I just read this blog by Sarah Pinborough about home comforts and growing up and I realised that I have all the things that she describes, and I realise just how lucky I am to have all the things she describes, and how very, very lucky I am to have all sorts of other things besides.
I guess I was always that person.
Sometimes I kid myself that I’m the convivial, outgoing bonfire person that Sarah claims she used to be, but I’m not, not really.
Sometimes I think that I’m horribly isolationist, insular even... I worry that I shut myself away far too much and that there are people who resent that. Perhaps it’s true.
|My lit stove from today's writing chair|
On the other hand, perhaps I blame too much on certain aspects of my personality when, actually, it’s OK to enjoy my own company and the husband’s company and the dort’s company.
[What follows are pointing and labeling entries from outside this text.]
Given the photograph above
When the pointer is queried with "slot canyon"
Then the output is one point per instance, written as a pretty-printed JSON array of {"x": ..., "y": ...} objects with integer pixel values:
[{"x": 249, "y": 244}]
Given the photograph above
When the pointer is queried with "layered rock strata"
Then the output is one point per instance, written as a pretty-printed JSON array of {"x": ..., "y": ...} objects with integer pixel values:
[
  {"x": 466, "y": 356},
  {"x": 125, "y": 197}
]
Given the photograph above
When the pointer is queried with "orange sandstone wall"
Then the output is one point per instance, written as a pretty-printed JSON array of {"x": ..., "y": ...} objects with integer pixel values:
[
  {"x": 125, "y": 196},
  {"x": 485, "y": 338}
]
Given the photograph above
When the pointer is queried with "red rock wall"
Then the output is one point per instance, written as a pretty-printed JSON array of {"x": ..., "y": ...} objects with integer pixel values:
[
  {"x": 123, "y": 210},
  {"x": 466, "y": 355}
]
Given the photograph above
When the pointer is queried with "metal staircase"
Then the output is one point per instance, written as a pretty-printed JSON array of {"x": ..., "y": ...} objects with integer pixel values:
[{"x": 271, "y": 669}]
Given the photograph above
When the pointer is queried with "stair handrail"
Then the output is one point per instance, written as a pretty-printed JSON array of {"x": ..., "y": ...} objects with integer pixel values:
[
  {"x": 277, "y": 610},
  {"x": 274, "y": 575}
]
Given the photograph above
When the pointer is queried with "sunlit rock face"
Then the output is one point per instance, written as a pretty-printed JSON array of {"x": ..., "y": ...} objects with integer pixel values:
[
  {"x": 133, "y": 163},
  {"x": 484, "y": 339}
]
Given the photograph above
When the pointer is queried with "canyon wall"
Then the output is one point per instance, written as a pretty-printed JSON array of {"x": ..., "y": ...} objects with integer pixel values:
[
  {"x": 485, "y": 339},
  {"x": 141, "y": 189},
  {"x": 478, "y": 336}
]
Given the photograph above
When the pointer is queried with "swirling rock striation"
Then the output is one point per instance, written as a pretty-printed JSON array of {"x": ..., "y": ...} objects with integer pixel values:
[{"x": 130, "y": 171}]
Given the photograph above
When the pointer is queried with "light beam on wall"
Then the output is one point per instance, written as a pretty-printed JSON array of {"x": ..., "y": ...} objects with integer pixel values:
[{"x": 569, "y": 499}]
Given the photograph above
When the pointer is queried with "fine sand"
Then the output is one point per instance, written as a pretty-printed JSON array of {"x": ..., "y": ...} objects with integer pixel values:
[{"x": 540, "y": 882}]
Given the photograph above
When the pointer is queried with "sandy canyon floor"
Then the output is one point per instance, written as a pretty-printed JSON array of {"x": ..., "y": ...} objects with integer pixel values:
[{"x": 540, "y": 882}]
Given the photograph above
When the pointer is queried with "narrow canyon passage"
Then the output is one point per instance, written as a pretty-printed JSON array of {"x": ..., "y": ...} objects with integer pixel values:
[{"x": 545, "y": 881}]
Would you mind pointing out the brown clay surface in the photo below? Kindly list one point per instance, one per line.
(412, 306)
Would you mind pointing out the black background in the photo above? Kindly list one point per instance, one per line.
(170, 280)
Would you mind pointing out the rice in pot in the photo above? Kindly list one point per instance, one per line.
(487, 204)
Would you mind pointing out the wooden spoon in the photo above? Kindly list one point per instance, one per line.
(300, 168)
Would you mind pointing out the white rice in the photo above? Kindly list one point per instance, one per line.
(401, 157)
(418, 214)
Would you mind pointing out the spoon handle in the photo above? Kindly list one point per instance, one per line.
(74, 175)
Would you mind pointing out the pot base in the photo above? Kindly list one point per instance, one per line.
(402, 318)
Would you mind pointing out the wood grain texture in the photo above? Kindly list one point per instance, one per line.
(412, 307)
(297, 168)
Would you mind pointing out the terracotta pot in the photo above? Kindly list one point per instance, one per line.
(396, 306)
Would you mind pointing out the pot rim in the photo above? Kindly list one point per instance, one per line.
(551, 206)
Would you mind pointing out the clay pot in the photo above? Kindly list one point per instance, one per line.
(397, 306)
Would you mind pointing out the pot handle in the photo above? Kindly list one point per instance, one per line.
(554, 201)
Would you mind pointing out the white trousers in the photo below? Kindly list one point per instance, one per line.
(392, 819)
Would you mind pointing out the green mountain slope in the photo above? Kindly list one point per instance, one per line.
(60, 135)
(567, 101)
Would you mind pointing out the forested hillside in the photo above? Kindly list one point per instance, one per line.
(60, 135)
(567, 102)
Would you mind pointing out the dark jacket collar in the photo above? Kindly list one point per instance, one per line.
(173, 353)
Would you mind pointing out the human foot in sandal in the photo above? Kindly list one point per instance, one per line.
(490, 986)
Perhaps it’s OK to sit alone in front of a roaring fire and to be content with who I am and what I have. Perhaps I am a grown-up, after all, and perhaps that’s OK, too. Perhaps I really do have what I need, and I spend too much time second guessing myself too readily on other peoples’ terms.
Sarah Pinborough makes an approximate picture of my life sound so wonderful to me that before writing this little blog I took myself off into my drawing room and prepared my stove with newspapers and kindling and logs cut for the purpose. I struck a match and thrashed around with the poker until I had my blazing fire, and my fingers were sooty and smelled of newsprint. Then I sat in a wing backed chair with my feet up on a gout stool and tossed a blanket over my legs while the cats settled in for the afternoon.
It’s a cliché, I suppose, but since I have all this, where else could I possibly want to be? And what else could I possibly want to be doing?
I’ve been struggling with two writing projects of late, but I suspect I might just get something done this afternoon.